負けたら終戦、勝って優勝へ望みをつなげたい。ビジタースタンドを埋め尽くす3500人のサポーターの声援を背に、この日の川崎は鬼気迫るものがあった。
自分たちのサッカーとは程遠い内容だった。——試合後の鬼木監督の言葉どおり、アジア王者の激しいプレッシングを前に華麗なパスサッカーは影を潜めた。アタッキングサードの支配率の低さがこの一戦の苦悩を物語っている。
ゲームをコントロールすることができたが。
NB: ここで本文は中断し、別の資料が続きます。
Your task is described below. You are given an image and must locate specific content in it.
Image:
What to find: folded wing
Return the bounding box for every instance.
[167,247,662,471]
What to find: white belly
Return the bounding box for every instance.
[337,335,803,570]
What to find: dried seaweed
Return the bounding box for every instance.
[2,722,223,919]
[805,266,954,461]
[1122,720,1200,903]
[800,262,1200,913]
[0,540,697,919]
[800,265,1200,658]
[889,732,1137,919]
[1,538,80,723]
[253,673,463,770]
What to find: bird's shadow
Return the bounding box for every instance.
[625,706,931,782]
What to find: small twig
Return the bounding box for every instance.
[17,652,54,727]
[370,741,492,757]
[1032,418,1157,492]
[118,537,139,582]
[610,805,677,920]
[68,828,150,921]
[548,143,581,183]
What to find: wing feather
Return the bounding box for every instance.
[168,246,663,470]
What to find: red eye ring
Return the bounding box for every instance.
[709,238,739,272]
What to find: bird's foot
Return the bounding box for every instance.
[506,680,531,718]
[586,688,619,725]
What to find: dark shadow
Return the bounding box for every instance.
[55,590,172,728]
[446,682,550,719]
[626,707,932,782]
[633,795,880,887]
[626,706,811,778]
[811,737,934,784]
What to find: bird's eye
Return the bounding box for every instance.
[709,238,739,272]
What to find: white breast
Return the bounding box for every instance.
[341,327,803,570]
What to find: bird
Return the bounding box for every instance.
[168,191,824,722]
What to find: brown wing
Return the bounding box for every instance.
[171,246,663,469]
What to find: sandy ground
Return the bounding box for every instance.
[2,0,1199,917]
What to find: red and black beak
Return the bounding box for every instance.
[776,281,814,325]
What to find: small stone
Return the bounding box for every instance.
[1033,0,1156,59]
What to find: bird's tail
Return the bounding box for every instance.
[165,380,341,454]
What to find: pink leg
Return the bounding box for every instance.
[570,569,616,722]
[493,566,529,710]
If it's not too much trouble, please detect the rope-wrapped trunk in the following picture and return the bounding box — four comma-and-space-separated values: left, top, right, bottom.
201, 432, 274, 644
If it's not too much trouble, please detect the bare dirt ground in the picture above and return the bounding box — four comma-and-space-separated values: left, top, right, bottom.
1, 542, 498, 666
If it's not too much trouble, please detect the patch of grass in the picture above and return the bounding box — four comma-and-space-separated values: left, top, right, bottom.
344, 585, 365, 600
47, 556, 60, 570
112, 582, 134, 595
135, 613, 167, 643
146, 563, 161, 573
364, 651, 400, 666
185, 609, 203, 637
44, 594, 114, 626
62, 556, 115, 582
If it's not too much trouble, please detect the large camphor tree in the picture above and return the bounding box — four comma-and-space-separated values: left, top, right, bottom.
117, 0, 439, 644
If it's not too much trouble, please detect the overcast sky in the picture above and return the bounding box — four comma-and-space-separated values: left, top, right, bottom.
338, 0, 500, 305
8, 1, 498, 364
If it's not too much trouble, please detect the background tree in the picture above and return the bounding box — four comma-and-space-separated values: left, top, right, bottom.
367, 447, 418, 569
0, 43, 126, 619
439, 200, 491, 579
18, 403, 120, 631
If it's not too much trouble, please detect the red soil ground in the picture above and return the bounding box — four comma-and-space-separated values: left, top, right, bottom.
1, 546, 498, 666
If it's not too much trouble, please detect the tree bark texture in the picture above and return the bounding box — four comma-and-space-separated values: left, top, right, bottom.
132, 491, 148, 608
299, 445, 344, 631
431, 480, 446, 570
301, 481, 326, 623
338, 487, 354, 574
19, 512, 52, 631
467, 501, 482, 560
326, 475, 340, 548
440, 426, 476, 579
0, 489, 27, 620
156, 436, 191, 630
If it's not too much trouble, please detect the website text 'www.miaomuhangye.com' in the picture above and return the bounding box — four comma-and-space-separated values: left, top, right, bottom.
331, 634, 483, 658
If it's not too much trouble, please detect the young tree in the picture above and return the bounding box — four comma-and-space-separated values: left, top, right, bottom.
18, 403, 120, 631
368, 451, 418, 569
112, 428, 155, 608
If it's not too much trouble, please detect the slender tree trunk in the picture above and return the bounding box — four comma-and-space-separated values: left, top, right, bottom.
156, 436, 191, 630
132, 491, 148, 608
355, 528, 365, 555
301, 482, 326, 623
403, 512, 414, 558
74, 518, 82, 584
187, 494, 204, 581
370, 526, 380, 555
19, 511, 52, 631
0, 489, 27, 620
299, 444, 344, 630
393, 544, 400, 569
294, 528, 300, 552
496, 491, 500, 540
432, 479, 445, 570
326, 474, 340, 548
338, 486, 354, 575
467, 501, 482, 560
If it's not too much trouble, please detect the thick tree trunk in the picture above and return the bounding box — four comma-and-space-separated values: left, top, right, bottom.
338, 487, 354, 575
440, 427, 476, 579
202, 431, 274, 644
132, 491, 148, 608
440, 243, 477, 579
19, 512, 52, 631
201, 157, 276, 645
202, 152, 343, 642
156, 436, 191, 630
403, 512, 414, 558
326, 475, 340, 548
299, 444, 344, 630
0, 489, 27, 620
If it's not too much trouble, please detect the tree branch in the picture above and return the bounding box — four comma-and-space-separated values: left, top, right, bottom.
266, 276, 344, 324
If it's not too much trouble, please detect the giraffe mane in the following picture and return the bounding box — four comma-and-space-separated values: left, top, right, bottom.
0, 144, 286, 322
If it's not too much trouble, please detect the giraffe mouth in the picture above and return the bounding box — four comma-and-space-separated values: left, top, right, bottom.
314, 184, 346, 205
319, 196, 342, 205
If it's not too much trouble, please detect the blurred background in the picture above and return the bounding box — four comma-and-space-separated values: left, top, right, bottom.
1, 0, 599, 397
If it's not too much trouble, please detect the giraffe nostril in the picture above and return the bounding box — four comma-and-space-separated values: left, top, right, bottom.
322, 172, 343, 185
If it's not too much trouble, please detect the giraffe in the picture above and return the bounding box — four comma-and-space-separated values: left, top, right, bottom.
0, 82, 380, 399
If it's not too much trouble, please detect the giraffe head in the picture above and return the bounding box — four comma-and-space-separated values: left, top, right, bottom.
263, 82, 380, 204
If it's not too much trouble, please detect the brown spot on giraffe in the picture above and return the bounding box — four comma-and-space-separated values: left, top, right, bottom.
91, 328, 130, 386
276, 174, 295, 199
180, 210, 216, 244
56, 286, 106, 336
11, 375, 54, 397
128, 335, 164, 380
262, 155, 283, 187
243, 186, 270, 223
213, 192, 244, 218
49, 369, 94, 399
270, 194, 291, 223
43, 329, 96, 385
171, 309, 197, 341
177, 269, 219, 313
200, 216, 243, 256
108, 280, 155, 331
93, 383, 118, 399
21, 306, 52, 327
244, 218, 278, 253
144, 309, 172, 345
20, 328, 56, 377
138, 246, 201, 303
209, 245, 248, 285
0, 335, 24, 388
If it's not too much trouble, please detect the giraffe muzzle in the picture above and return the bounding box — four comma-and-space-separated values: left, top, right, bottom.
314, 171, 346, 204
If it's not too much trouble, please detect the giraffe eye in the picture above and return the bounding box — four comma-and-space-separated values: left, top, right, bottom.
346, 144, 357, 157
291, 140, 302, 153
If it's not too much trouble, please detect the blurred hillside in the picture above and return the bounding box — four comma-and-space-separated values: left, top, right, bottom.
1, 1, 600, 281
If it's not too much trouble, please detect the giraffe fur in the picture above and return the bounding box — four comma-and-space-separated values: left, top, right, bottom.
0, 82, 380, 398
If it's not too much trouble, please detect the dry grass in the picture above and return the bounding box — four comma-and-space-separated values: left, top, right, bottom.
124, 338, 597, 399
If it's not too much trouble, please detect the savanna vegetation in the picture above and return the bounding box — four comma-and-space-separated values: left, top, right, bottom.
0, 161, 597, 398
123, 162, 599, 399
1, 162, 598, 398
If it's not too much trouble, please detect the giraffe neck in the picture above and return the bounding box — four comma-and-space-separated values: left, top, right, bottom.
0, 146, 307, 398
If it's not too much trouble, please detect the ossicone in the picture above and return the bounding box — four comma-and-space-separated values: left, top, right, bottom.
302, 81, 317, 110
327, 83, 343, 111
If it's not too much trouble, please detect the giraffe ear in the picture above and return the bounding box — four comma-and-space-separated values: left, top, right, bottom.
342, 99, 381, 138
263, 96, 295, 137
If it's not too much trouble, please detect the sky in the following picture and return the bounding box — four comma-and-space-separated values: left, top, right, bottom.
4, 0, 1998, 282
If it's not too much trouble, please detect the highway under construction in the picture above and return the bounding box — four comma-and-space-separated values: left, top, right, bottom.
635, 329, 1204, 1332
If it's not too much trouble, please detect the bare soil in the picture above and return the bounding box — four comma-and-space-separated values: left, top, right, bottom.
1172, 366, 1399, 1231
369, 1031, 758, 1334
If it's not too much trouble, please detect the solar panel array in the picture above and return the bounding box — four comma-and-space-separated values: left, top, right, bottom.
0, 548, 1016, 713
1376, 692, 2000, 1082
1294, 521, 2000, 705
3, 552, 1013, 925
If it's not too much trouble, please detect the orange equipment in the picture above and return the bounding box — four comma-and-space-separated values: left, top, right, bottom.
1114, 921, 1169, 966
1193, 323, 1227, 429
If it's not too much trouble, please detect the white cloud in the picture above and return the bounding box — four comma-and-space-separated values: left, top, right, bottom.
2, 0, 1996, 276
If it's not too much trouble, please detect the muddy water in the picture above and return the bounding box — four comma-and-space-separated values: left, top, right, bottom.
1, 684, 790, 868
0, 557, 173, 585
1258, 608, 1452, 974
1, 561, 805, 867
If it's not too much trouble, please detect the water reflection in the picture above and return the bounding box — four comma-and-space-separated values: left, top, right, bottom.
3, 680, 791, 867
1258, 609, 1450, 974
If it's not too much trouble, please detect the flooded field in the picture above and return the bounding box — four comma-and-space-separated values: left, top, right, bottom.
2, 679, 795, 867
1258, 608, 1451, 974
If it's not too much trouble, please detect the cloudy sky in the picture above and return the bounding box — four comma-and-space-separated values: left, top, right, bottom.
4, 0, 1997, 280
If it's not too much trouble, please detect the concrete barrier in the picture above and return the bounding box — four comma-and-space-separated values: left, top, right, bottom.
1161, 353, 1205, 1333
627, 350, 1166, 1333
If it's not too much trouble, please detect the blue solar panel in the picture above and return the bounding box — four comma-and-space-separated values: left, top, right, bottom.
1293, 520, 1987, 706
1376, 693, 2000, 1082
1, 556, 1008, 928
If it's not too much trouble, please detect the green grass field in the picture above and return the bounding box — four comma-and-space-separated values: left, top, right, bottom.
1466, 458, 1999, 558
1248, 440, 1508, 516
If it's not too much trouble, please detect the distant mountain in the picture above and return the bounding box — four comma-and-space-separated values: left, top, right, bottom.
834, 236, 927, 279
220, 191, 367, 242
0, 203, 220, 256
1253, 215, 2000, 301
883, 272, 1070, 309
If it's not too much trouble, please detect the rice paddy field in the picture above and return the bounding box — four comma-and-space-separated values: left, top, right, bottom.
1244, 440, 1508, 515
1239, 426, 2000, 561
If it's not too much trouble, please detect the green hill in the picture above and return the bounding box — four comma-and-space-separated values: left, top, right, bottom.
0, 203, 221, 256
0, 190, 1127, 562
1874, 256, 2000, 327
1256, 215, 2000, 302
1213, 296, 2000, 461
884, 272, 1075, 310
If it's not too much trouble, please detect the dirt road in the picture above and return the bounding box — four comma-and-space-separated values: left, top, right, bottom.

——対する浦和堀監督は、ACL優勝の歓喜から中3日という過密日程の中、ターンオーバーを採用、先発メンバーを6人入れ替えて臨んだ。
右サイドバックに森脇 良太を据え、遠藤航をアンカーに上げ、菊池 大介を左サイドバックに、インサイドハーフに矢島 慎也を登用。菊池 大介が鋭いクロスでチャンスを演出すれば、矢島 慎也が果敢にシュートは放つなど、今シーズン、ベンチでくすぶっていた両選手が瑞々しく躍動する。
一瞬の緩みがあった。——スコアが動いたのは前半13分、中盤でボール奪取した谷口 彰悟が素早く右サイドの家長 昭博へパス。強引なドリブル突破を挑んだ家長に対して、菊池 大介とマウリシオが挟み込む形で対応するも、2人がもたつく隙に家長が前に抜き出る。そのままドリブルで持ち込みGKとディフェンスの間に絶妙な高速クロスを供給、走り込んだ小林 悠が合わせ川崎が先制する。
なりふり構わず逃げ切った。——試合は終盤を迎えるに連れて次第に浦和ペースへ。槙野 智章がフリーの決定機を逸するなど、梅崎 司、柏木 陽介と攻撃的な選手を次々に送り込み果敢にゴールを狙い続けた浦和だが、最後まで集中力を切らさない川崎の粘り強い守備を前にタイムアップ。小林 悠のゴールを死守した川崎が執念で勝利をもぎ取った。
勝利という形で結果を残せたこと、これが一番良かったこと。(鬼木監督)意地というか、なんとか最後につなげたいという思いでみんなが戦えた。(小林 悠)
優勝の行方は最終節までもつれ込んだ。首位を走る鹿島の結果次第という状況は変わらないが、先ずは勝つしかない。クラブ史上初タイトルを賭けた舞台はすでにソールドアウト、等々力劇場の開演まで残り2日と迫った。